Can anybody suggest something?

Thanks


----------



## flamethrower (Dec 15, 2004)

www.rsbowvise.com

www.ram-products.com


----------



## jf69 (Oct 9, 2005)

i second the rs bow vise. you can figure a way to make it portable. i have mine set up so i can work on rh or lh bows.


----------



## NMP (Aug 6, 2003)

These go for about $60 retail. They attach to the stabilizer hole so that you get a solid mount and do not have to worry about limb twist or padding changing the measurements for third axis leveling.
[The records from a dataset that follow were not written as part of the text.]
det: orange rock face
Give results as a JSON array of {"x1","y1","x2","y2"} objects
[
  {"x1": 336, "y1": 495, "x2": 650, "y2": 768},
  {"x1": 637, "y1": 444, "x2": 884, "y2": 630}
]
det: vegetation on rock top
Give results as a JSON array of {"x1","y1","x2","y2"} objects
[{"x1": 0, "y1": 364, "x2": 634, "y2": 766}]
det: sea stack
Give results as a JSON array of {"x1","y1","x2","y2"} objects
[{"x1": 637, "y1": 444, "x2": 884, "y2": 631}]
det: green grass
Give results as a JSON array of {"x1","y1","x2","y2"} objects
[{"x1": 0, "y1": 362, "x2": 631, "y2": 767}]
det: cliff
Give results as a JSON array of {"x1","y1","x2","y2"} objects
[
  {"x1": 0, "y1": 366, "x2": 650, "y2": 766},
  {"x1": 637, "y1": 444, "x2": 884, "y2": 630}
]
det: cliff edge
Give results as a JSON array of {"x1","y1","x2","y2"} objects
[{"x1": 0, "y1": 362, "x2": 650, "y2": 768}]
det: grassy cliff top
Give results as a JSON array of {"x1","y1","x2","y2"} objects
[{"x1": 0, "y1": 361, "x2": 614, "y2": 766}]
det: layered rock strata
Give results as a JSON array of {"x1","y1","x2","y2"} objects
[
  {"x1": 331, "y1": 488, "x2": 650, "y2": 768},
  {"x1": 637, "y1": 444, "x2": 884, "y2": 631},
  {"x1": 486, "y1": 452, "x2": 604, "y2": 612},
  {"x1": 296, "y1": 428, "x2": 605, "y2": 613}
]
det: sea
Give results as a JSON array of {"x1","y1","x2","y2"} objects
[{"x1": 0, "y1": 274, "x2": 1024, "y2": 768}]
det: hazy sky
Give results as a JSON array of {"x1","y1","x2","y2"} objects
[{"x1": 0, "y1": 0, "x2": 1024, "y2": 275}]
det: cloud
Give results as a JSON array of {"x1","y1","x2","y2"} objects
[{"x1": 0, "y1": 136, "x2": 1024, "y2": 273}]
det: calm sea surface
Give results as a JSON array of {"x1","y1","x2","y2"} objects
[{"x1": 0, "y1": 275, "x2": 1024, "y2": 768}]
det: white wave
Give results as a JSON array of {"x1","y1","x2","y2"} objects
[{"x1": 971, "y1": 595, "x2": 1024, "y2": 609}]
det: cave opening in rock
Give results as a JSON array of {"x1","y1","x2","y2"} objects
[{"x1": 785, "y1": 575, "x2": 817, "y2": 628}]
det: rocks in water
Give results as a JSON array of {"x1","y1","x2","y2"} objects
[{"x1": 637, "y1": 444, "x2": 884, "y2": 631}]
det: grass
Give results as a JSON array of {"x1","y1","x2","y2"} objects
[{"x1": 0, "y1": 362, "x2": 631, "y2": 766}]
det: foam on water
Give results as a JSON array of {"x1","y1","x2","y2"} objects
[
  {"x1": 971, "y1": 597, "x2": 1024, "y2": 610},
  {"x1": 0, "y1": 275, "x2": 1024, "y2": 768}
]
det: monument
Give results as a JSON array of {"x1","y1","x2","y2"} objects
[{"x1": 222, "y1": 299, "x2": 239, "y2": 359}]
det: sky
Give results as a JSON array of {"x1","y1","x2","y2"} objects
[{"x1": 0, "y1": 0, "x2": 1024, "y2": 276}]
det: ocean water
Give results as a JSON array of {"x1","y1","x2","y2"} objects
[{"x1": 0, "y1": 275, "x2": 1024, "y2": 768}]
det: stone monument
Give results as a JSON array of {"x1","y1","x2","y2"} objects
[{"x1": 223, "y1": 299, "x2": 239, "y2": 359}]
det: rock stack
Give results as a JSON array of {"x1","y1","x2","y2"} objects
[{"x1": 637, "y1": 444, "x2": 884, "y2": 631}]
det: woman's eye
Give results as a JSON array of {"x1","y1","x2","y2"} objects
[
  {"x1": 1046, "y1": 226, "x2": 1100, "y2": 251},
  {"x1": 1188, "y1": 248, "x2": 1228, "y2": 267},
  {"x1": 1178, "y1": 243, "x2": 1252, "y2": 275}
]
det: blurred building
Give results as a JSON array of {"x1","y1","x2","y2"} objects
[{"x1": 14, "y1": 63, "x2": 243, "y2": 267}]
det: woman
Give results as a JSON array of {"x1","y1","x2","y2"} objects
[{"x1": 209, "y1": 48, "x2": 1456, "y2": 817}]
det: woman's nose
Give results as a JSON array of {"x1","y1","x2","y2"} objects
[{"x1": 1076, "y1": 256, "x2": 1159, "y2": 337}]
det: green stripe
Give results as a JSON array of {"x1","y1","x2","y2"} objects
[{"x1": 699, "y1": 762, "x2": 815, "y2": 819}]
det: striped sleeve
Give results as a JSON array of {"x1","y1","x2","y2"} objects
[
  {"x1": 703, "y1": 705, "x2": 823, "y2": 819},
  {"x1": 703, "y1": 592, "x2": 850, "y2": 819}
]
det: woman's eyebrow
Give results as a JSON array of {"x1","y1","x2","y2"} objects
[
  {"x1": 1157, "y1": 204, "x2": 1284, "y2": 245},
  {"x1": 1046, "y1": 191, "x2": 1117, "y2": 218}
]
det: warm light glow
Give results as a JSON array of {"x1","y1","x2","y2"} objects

If you are interested just shoot me a pm.


----------



## Bow1 (Sep 14, 2004)

*Medicine Stone*

Medicine Stone makes the absolute best vise I have ever used. Solid and very precise. They are not cheap but in my opinion worth every penny. I can post a pic later if you want to see one. I have used apple, and RS and they do not even come close to the medicine stone vise. 

Keith


----------



## mitchell (Mar 5, 2005)

I have never owned one, but want a good quality starter. What features do I need to look for; or what makes one better than another?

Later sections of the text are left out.